Party at the Palace: Historical spectacle for the Queen

Shortly before the end, the 73-year-old Prince Charles becomes a child again. “Your Majesty, Mommy,” the heir to the throne turns to his mother, the Queen. On behalf of the whole country, indeed the world, her eldest son thanks Queen Elizabeth II for her reign.

It is the emotional climax of a two-and-a-half-hour mega-bash right in front of Buckingham Palace, which features almost everything that is possible in terms of stars, blaze of color and technology. The United Kingdom, so the impression, is not just at the feet of its queen. It surrenders to her in an unprecedented frenzy of images and messages.

Hardly possible to single out a climax. The “Platinum Party at the Palace”, organized by the BBC, turns into a state of emergency for the senses. At the start, even the Queen will stop by, if only from the screen. In a two-minute clip, the 96-year-old meets the popular children’s book character Paddington. “Tea?” asks the monarch – and the clumsy bear drinks directly from the pot without hesitation. To make up for his lapse, Paddington offers a sandwich with jam, which he always carries in his hat as emergency rations. But the Queen refuses, opens her handbag – and pulls out a piece of bread herself. “I keep mine here,” she says, smiling.

Around 40 family members present

The scene tops even the 2012 Summer Olympics opening clip, when the Queen appeared to parachute with James Bond actor Daniel Craig. And it goes on at incredible speed. Music stars perform on several stages every five minutes, there is no pausing. First up is the rock band Queen with singer Adam Lambert, while guitarist Brian May stands in proper style in front of the monument to Queen Victoria. Time to catch your breath? None, singers and stages change so quickly. Sometimes it seems as if the 22,000 spectators are still dazed from one performance when the next begins.

Around 40 members of the Royal Family – but not Queen’s grandson Prince Harry and his wife Duchess Meghan – follow the spectacle from the Royal Box. In the front row, Harry’s brother Prince William, his wife Duchess Kate and their two older children Prince George and Princess Charlotte are waving British flags, singing along with the hit song “Sweet Caroline”, performed by Rod Stewart. They are also on stage: First, William, who makes an emotional appeal for environmental protection. And then, almost at the end, Charles. “On behalf of all of us, I would like to pay my own tribute to your lifelong selfless service,” said the heir to the throne, not forgetting “my dad”, the Queen’s husband, Prince Philip, who died in 2021.

Celebrities send congratulations

In between: video messages from some of Britain’s best known, actresses Julie Andrews and Judi Dench, Beatle Paul McCartney, footballer David Beckham and Olympic champion Mo Farah. “70 years as our regent,” enthuses pop star Elton John.

Elizabeth has been queen since February 6, 1952, longer than any monarch before. Again and again the voice of the Queen can be heard from the loudspeakers, such as her promise to serve her people until the end of her life. The jubilarian is only present on the screen. The 96-year-old, who recently canceled appointments more often due to mobility problems, is still recovering from the start of the four-day celebrations. But every time her name is mentioned, the crowds cheer. There are hardly any Brits who can remember another head of state. “We are all Elizabethans,” proclaims actor Stephen Fry.

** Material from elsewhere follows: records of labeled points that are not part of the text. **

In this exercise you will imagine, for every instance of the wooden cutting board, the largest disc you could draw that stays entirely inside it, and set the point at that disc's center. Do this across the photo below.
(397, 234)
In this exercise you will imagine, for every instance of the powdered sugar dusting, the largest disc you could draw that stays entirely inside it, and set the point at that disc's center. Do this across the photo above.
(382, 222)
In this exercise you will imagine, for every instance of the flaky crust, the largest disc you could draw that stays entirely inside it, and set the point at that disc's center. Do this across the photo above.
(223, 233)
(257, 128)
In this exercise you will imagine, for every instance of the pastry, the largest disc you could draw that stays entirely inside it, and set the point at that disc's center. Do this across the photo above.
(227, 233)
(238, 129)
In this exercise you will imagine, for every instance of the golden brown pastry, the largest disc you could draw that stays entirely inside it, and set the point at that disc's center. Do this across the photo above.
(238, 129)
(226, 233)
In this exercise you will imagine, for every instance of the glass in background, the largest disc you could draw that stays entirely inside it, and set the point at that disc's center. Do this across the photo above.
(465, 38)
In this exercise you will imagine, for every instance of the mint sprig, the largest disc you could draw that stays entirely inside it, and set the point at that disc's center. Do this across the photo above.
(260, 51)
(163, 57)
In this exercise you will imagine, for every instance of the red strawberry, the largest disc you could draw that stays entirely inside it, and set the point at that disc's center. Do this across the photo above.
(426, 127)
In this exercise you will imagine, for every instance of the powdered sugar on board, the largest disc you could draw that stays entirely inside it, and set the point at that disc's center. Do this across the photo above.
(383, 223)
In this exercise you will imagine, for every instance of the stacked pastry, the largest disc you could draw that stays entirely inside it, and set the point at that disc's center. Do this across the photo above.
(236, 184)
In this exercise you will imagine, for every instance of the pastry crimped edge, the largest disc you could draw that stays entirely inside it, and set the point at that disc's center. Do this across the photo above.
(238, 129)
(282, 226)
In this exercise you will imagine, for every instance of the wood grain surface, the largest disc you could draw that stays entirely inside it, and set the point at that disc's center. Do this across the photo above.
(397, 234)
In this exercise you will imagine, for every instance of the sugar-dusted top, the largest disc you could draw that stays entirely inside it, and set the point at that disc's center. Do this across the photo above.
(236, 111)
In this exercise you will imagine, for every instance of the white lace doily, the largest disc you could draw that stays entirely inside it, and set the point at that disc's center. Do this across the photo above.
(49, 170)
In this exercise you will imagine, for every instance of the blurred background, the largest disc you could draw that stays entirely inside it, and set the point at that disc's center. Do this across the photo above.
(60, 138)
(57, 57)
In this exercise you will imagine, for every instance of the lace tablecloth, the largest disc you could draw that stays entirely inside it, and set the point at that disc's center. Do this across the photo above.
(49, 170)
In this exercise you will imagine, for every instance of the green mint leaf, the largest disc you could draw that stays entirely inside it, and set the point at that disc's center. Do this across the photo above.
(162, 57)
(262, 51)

As the evening progresses, Buckingham Palace transforms into a movie screen. Images of the Queen are projected onto the facade, colors and patterns. The “Union Jack” shines again and again. But at the end, when US soul icon Diana Ross sings, the palace is just an accessory. In the sky above the castle, drones paint moving images in the air, symbols of the Queen: a Corgi – her favorite breed of dog, a handbag, a teapot, a galloping horse. Finally the Queen as a postage stamp.

And at this point at the latest, the impression is created that it is no longer about the anniversary, but about the legacy. The Queen as a brand everyone looks up to, no longer of this world but above it all. It looks like a farewell ceremony.